Lo consulté de nuevo. Me miró y me dijo muy seria que lo único que podía hacer era tomar medicación preventiva: ansiolíticos. Me negué. No los había tomado durante épocas en las que la ansiedad parecía ir a matarme en cualquier momento, ¿cómo iba a aceptarlo ahora?
Ella me dijo que sabía que no era la mejor opción, pero que no podía deshacerme el estómago tomando analgésicos a diario. Le dije que volvería si me seguía doliendo con esa frecuencia.
Por un tiempo amainó un poco, pero noviembre se presenta pisando fuerte y ha dado un gran giro cuando he tenido que verme pidiendo algo de rescate tras un fuerte episodio de ansiedad.
Últimamente casi todas las personas con las que tengo relación diaria me han contado historias similares. Este otoño ha cargado fuerte con la tristeza. Una de estas personas me ha dicho que su farmacéutica le contó que esperaban cierta incapacidad de abastecimiento de algunos ansiolíticos para diciembre, pues como este noviembre ha traído bastante luz, en diciembre el bajón de ánimo generalizado puede ser más grave todavía.

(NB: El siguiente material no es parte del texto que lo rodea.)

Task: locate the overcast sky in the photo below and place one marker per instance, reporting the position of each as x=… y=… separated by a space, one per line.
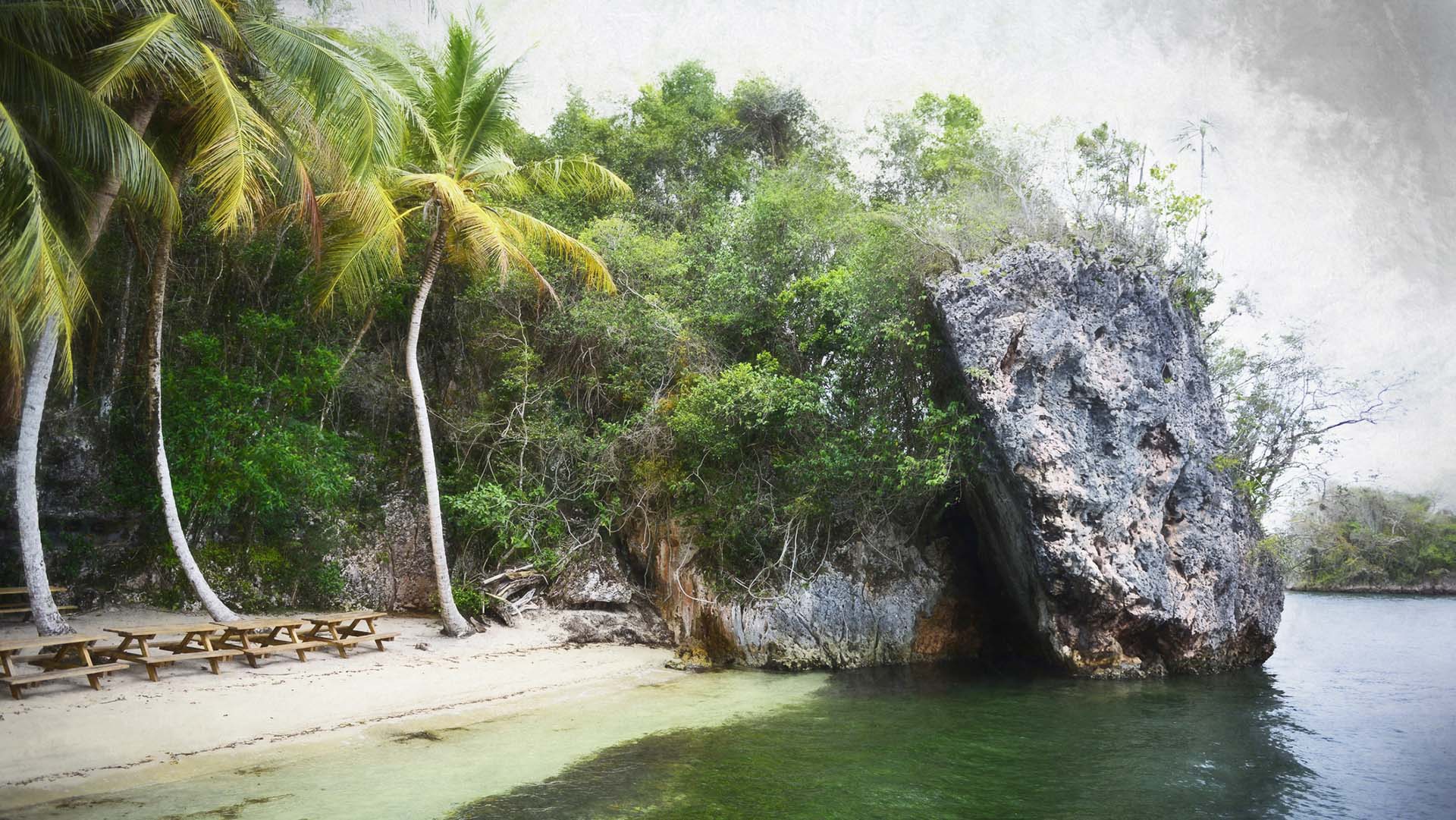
x=1334 y=188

Mientras yo sigo con ese zumbido de fondo, esa molestia sobre las sienes constante que me hace sentir que se me oprime el cerebro desde fuera y que me recuerda que podría gestionarme mucho mejor de lo que lo hago.
Me miro al espejo y me recuerdo a mí misma que hago lo que puedo con el material que tengo. Me espero a los grandes dolores para tomar analgesia y sobrevivo como puedo pidiendo a mis hijos que griten poco. “A mamá le duele la cabeza” es una frase ya instaurada en su vocabulario habitual. Solamente espero que pronto los ejercicios de relajación surtan efecto y mis dolores de cabeza hagan como sus hermanas las migrañas y sean después algo anecdótico nada más y no mi peor pesadilla.
Escrito por Luna Purple, basado en una historia real.